Though the dwarf was extremely leery of keeping company with a goblin, an elf, and a wooden halfling, nevertheless they struck out again for the Cragmaw Hideout, they hoped to best the bullywugs and score a little quick loot.

(it really wasn't as good an idea as it sounded like at first)
When trailed by some wolves, part of the same pack that briefly followed the sadly deceased "Frodo Wolflord," the wizard used Prestidigitation to conjure the acrid smell of burning hair, thus cleverly keeping the predators at bay.

With Ted the goblin in the lead, they were surprised to find a row of the frog-creatures spitted on stakes outside the cave.

Nosing a little further into his old home, Ted encountered a goblin lookout:

"Who are you?"

"I'm Ted Cragmaw."

"Ted's dead."

"I'm the other Ted."

"Oh.  Nice shovel.  Hey, is that a dwarf?"

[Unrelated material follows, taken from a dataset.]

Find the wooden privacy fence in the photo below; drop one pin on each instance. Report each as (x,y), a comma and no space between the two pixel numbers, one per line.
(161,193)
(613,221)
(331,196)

As the lookout scrambled to go find help, an impromptu plan cast the dwarf as Ted's "captive" with the elf, halfling, and wizard waiting in ambush.

A pair of huge, armored hobgoblins marched down to take charge of the prisoner and, seeing that the dwarf was still armed, they drew their weapons ... and here's where Ted got a bit ... confused ... and started laying into the dwarf with his shovel!

Despite a couple volleys from the rest of the party in the bushes, the dwarf was soon subdued, trussed up, and the goblins, including Ted, went marching back up the tunnel in quick order.

Having suddenly lost two party members, the others had no stomach for trying to plunge into the tunnel in pursuit and they decided to give the dwarf up for lost!

As the poor dwarf received harsh treatment in preparation for being dragged off to Cragmaw Castle, Ted found himself being promoted by the goblins of his former tribe!

Now at the head of a squad of goblins, Ted headed back out with orders to trail the party and report back to the Cragmaw goblins when the adventurers made camp so that an ambush could be arranged.

I normally just prohibit in-party fighting as a matter of course ... it just doesn't go anywhere worthwhile for the middle school crowd ... but in Ted's case I was willing to make an exception.  He was, after all, a goblin ... and if the party decides to follow a goblin into its own lair, well ... shouldn't they expect a bit of treachery?  And truthfully, it isn't even as if Ted's player planned any betrayal, he just did what seemed natural moment-by-moment.

So after spring break we'll have to see how this all plays out -- I continue to be shocked by the amount of play that we are getting out of this single adventure!